The Democrats' major theme is - and apparently will remain - that under Republican control, Washington, D.C., is mired in "a culture of corruption." If and when lobbying reform is passed - Frist said, in early March - Democrats will go on to tie every GOP health, energy and entitlement proposal to "corrupt" interest groups that back it.

This is in keeping with the latest strategy memo released by Democratic operatives James Carville and Stan Greenberg, advising that at the moment, "Democrats are not seen as more ethical than the Republicans."

Yet, there is "a powerful opportunity to join the real-time battle as the voice of the public and public interest, critics of lobbyist influence, champions of bold reform and story-tellers about Washington - the place where corrupt lobbyists win out over the people on things that matter to people's lives.

"What bothers people the most about corruption is not the fouling of the process, but the impact on real things - energy prices, the Iraq war and Medicare reform. Those are 'facts' that upset people the most and the consequences that make the scandal real, and, indeed, Republican."

It was evidently in pursuit of this strategy that Reid issued a withering attack on the asbestos bill as allegedly lobbyist-created, only to be forced to back off when Sen. Arlen Specter (R-Pa.), the bill's chief sponsor, raged at him and when Reid was criticized by The New York Times for protecting trial lawyers.

Frist said that "the Democrats' 'culture of corruption' theme really is in contrast to our pro-growth, secure-America's-prosperity, secure-America's-health agenda.

"Both need to be addressed," he said, starting with bipartisan action on lobbying reform and "aggressively addressing earmarks, which can be corrected and will be corrected."

He said he is committed to bring to the floor permanent repeal of the estate tax, extension of Bush's other tax cuts through 2010, an immigration bill and a medical malpractice overhaul. He also said there was strong bipartisan support for science and education upgrades to improve U.S. competitiveness.

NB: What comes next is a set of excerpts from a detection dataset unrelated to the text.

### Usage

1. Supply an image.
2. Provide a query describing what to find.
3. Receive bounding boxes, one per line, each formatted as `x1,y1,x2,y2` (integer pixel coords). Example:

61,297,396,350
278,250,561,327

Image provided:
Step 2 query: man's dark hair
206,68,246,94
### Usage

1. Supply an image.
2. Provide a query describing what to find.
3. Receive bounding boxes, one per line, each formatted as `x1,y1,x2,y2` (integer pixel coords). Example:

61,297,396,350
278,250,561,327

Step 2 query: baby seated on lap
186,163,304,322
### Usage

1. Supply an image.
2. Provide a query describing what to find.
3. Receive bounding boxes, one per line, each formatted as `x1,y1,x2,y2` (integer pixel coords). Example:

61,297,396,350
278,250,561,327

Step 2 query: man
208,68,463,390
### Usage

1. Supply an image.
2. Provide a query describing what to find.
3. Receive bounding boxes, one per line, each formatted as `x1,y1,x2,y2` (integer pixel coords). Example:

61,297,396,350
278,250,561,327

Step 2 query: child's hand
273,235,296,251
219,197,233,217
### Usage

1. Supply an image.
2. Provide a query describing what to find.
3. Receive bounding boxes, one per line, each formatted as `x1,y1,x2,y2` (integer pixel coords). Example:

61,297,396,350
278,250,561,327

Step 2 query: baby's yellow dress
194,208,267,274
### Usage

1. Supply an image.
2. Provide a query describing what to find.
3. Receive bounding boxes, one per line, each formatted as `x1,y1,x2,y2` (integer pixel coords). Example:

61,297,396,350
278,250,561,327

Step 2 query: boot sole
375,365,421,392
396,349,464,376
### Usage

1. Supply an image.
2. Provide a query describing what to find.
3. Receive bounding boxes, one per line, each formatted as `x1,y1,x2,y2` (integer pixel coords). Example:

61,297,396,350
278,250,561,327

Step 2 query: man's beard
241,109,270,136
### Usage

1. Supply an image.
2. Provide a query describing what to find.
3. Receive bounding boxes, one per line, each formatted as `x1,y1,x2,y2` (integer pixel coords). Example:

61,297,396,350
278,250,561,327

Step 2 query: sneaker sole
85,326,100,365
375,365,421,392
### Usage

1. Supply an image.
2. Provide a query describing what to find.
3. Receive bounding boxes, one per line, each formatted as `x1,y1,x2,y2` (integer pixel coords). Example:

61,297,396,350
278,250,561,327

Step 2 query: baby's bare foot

After Bush failed on Social Security last year - Frist blamed that on Democrats - "there will be some hesitation to take on Medicare reform, but I'm going to take it on," he said, as well as upgrading health information technology and closing health care disparities.

Judging by where things are headed, the 2006 election shapes up as a nasty, negative contest between Democrats shouting "corruption" and Republicans shouting "weak, obstructionist, no ideas." Voters can only hope that some day, politicians will get around to solving their real problems.

Mort Kondracke is the Executive Editor of Roll Call.